Additional benefits worth considering
For an added cost, your life insurance cover from Zurich can also include:
- Total and permanent disability cover: Allowing you to make a claim if you suffer an illness or injury which leaves you totally and permanently disabled, and unable to return to work. The TPD benefit from Zurich is paid as a lump sum, so you and your family can use the funds as your needs dictate at the time and into the future. To add total and permanent disability to your cover with Zurich you must be 19 to 59 years old.
- Premium waiver: If you are disabled and unable to work, the premiums of your Zurich life insurance policy can be waived so you don’t have to worry about balancing another bill.
- Accidental death cover: Can provide your family with a lump sum benefit payout if you die as the result of an accident. To add accidental death cover to your policy you must be 19 to 64 years old.
If you’re still not sure about merging your superannuation with your life insurance, Zurich can split your super and your ordinary benefits into two accounts. This means you are getting the benefits of both products, but they are provided under two separate policies.
When can't you claim?
- Death Cover: No death, terminal illness or funeral advancement benefits are payable for suicide within 13 months of cover starting, being reinstated or the sum insured being increased.

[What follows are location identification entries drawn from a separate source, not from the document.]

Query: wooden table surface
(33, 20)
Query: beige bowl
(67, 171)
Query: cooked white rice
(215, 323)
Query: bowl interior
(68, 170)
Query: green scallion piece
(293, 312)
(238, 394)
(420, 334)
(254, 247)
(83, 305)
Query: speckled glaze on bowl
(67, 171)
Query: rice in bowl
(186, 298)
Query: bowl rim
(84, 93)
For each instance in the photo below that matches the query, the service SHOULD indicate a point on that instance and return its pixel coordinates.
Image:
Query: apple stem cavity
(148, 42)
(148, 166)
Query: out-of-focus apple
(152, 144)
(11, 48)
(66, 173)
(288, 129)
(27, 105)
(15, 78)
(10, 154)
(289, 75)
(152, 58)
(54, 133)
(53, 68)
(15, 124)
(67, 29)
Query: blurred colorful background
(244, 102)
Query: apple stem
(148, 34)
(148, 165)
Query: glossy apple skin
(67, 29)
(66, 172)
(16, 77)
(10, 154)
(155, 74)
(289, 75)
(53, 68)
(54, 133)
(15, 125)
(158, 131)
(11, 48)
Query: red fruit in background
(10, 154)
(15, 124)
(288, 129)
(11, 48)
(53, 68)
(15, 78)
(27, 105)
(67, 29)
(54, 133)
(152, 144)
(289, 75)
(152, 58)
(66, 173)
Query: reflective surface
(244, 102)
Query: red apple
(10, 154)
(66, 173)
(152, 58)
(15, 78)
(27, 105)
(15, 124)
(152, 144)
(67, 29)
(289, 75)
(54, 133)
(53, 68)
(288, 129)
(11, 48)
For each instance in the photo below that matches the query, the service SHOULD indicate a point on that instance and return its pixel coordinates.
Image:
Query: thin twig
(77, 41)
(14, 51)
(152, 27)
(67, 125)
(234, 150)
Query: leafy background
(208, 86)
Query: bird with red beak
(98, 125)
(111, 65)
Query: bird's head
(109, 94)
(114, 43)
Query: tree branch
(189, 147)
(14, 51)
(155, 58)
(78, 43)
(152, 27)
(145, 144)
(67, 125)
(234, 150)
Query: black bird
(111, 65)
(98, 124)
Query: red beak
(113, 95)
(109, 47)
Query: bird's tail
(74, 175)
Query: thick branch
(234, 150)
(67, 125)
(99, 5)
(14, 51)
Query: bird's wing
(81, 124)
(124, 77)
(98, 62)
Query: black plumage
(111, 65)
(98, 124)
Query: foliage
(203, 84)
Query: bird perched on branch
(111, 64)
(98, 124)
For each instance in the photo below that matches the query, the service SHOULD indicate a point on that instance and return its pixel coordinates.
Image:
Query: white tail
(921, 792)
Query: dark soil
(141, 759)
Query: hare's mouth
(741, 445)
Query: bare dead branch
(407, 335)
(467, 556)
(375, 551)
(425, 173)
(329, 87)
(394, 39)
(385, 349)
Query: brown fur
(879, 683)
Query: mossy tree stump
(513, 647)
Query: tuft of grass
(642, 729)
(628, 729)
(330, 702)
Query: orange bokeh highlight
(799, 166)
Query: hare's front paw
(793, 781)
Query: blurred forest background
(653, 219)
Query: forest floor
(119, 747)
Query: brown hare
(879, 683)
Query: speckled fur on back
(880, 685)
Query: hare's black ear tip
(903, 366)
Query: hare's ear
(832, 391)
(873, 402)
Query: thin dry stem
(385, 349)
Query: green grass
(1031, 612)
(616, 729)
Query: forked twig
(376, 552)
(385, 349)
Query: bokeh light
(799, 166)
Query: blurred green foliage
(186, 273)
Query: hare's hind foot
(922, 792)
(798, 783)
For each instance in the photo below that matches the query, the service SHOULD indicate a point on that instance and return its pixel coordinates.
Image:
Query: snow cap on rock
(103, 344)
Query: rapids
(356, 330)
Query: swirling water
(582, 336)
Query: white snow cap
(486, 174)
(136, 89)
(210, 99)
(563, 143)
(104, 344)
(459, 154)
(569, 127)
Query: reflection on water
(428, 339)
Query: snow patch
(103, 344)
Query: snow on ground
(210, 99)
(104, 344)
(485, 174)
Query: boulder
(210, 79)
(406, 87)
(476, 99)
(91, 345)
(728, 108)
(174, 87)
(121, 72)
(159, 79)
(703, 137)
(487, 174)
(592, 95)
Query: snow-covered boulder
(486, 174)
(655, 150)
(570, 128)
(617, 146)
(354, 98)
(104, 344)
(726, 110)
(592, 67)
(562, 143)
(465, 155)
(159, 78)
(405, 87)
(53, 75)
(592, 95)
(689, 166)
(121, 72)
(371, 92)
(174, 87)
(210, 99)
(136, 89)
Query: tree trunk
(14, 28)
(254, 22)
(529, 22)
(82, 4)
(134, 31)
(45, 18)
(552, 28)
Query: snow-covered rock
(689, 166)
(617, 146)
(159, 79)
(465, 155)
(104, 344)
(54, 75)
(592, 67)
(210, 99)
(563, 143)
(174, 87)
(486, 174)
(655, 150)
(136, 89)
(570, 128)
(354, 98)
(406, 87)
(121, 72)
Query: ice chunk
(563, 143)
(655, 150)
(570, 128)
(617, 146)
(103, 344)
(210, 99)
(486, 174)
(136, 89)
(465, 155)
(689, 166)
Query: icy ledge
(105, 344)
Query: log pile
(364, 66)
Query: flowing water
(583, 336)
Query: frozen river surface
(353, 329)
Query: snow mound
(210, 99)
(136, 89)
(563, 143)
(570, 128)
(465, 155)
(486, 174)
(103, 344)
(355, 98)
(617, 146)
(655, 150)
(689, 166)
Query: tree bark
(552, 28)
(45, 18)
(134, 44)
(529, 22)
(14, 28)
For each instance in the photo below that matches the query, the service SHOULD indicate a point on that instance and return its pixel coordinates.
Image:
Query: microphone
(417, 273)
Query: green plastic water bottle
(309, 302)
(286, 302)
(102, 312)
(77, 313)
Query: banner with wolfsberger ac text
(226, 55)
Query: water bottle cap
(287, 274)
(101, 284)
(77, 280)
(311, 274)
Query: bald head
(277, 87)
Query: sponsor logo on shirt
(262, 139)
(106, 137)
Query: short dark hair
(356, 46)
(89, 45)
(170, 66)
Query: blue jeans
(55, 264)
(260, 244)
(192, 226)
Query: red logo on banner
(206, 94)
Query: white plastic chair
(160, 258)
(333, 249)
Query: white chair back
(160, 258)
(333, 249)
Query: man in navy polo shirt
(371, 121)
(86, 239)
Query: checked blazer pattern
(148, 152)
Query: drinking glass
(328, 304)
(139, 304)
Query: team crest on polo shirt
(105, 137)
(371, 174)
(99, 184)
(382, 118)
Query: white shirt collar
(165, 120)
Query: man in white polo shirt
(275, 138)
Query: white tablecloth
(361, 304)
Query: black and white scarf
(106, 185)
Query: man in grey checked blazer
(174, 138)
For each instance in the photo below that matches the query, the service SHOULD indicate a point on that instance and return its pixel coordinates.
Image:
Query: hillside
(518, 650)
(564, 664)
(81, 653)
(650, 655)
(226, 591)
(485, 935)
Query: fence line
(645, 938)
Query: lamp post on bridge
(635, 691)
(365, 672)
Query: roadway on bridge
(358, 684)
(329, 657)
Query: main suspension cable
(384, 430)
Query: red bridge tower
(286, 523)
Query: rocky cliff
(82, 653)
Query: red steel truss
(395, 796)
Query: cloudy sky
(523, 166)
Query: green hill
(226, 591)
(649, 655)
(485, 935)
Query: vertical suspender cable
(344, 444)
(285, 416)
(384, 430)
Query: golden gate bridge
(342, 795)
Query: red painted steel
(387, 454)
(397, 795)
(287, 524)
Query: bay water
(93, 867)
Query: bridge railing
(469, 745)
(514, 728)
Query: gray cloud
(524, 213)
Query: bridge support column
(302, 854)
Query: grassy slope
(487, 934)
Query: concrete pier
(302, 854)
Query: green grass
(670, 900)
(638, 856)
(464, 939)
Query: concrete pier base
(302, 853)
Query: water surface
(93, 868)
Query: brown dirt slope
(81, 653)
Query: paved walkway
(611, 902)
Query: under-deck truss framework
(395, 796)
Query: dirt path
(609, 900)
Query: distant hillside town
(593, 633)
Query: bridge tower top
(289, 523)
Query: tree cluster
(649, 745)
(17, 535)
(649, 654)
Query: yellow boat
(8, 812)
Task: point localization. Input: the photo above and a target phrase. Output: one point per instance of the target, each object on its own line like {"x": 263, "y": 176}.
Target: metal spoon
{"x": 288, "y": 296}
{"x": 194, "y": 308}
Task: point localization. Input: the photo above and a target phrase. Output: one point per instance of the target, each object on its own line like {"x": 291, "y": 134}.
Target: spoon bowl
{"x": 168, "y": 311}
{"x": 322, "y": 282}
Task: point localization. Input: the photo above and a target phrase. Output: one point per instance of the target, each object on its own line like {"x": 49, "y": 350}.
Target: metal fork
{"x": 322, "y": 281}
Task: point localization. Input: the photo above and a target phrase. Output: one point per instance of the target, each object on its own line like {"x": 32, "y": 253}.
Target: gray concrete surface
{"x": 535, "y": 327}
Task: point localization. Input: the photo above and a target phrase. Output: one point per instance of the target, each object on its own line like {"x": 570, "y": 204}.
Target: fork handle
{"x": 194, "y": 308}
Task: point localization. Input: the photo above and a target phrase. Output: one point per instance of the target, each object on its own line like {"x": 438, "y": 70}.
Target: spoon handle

- Accidental Injury Benefit: No Accidentally Injury Benefit is payable if the accidental injury occurs as a result of war or intentional self-inflicted acts, or where a benefit is payable under TPD Cover.
- TPD Cover: No benefit is payable under Zurich TPD Cover if total and permanent disablement occurs due to an intentional self-inflicted act, attempted suicide or any other event or medical condition specifically excluded from cover on your policy schedule.
Who can take out cover?
The entry age for Zurich Superannuation Term Life Plus varies according to the covers selected:
- Death Cover is available to applicants from 15 to 69 years of age, with no maximum cover limit imposed. Cover expires on the policy anniversary after your 99th birthday.
- If you want to add Accidental Death Cover to your policy, you will need to be between 19 and 65 years of age. You can apply for a sum insured of up to $1 million and cover expires on the policy anniversary following your 75th birthday.